Governments focusing on fintech to create or change regulation and stimulate growth are increasingly turning towards crowdfunding as a fast-growing segment of alternative finance. Last week, the Australian government made a second attempt to introduce crowdfunding-specific legislation, after being deferred by the Senate earlier this year.

The first attempt failed after senators claimed that the Senate committee in charge of compiling the legislation had unfairly dismissed stakeholders’ concerns. The new bill has a few amendments from the original legislation, including expanding the size of the unlisted public companies that can access this type of funding from only those with less than $5 million in assets, to $25 million. If the legislation is passed, these small businesses will be able to raise up to $5 million in any 12-month period through crowdfunding platforms.

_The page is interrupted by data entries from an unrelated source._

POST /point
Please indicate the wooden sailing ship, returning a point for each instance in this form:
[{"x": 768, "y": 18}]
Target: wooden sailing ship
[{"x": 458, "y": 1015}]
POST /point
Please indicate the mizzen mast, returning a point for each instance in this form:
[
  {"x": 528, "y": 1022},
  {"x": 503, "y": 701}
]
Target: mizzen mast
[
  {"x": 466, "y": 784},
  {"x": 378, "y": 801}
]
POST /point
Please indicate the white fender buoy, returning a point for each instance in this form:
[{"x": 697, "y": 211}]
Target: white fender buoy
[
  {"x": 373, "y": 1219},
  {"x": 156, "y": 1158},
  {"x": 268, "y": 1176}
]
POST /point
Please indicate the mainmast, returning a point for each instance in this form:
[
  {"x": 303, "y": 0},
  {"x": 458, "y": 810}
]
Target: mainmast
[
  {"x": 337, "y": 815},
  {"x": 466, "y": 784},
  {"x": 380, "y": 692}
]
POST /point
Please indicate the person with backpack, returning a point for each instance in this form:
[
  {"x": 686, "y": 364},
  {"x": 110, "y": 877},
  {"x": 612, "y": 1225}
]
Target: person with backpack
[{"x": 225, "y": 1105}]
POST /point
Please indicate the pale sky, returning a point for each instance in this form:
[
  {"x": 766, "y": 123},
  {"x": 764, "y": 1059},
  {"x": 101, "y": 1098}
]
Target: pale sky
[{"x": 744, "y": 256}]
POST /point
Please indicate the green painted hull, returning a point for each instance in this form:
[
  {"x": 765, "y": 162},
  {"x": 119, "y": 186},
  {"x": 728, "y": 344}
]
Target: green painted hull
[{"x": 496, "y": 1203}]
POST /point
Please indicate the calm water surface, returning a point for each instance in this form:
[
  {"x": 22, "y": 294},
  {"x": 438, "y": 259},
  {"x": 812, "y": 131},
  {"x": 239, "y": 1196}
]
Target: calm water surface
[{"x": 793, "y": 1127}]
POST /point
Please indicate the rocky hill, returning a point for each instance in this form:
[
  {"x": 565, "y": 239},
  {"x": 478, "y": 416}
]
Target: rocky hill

In addition, small businesses that decide to become public companies to take advantage of the new crowdsourced equity funding framework will be granted an exemption from certain corporate governance and reporting obligations for up to five year. Treasurer Scott Morrison said the bill is a commitment to back small and startup businesses help transition the Australian economy from the mining and investment boom to a more resilient and diversified economy that delivers jobs and growth to all Australians. He further added,

The legislation will complement the Turnbull government’s existing financial sector and innovation policies, including the push for an internationally competitive fintech industry, new tax incentives for angel investors and start-ups and changes to the tax treatment of crypto currencies.

Jonny Wilkinson, the co-founder of online equity crowdfunding platform Equitise which has been involved in the government’s consultation process on the new legislation, said these laws were just a beginning and added,

The industry continues to work closely with the government and Treasury to implement the most effective framework for private [proprietary] companies to be able to access capital through equity crowdfunding.